Our pipeline also separated HERV and phage subsets from our virus data set to avoid ambiguous annotations of exogenous viral strains. We observed a marked diversity in both data sets from the IBD samples, suggesting a potential for these agents to impact on the complexity of the pathogenesis of IBD. For example, the diversity and abundance of HERV among IBD colon samples imply that infection of specific virus strains, such as herpesviridae, may trigger the expression of HERV in the colon,34,52,53 consistent with previous reports in patients with autoimmune disorders and specific cancers.35,54,55 However, it remains to be determined whether HERVs have any impact on the disease process in patients with IBD.

It is now appreciated that the high diversity of bacteria in the human gastrointestinal tract impacts on both health and disease, especially in patients with IBD.30,31,56–61 Based on the hierarchical clustering and PCA analysis on bacterial data sets in colon biopsies, we identified a cluster of bacteria (Fig. 5) that have been consistently shown to have a higher abundance in IBD samples as compared with healthy subjects.1,26–31 The variety and abundance of phages found in colon samples are tightly associated with diversity of their bacterial hosts; accordingly, the bacteriophages detected within the colon samples likely highlight the bacterial host strains located in proximity to mucosal epithelial cells with relative strong adherent–invasive ability.62–65 Indeed, we identified multiple phage strains associated with major pathogens associated with diarrhea or other intestinal symptoms.39,66,67

The presence of mammalian viral sequences also seemed to have a marked impact on the microbial diversity (Fig. 6).

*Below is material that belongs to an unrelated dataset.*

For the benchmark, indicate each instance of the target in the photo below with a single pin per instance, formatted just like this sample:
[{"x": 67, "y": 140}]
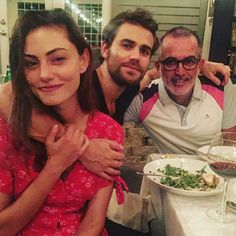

The interaction of viral infection with enteric microbiota has recently shown to be an important driver in models of IBD. For example, enteric bacteria enable norovirus infection of intestinal B lymphocytes,8 suggesting a complex interaction of the microbiota and virus infection as highlighted by the Atg16L1-deficient mouse model. This mouse develops a CD-like disease after murine norovirus infection, which is preventable by administrating broad-spectrum antibiotics. The viral infection clearly alters the gut microflora because the disease can be passaged to healthy Atg16L1-deficient mice even after the viral infection apparently cleared.7 The mechanism of viral–bacterial interaction in IBD requires further investigation, as discussed.8 Accordingly, the findings reported in this study underscore the importance and clinical utility of a model where viral infection may alter the gut microbiome. Our data also emphasize the utility of using viral metagenomics to detect the potential of viral infection as a complicating factor in the pathogenesis and potential management of IBD. In future, additional studies will be required to more firmly link the metagenomic findings with clinical features of disease.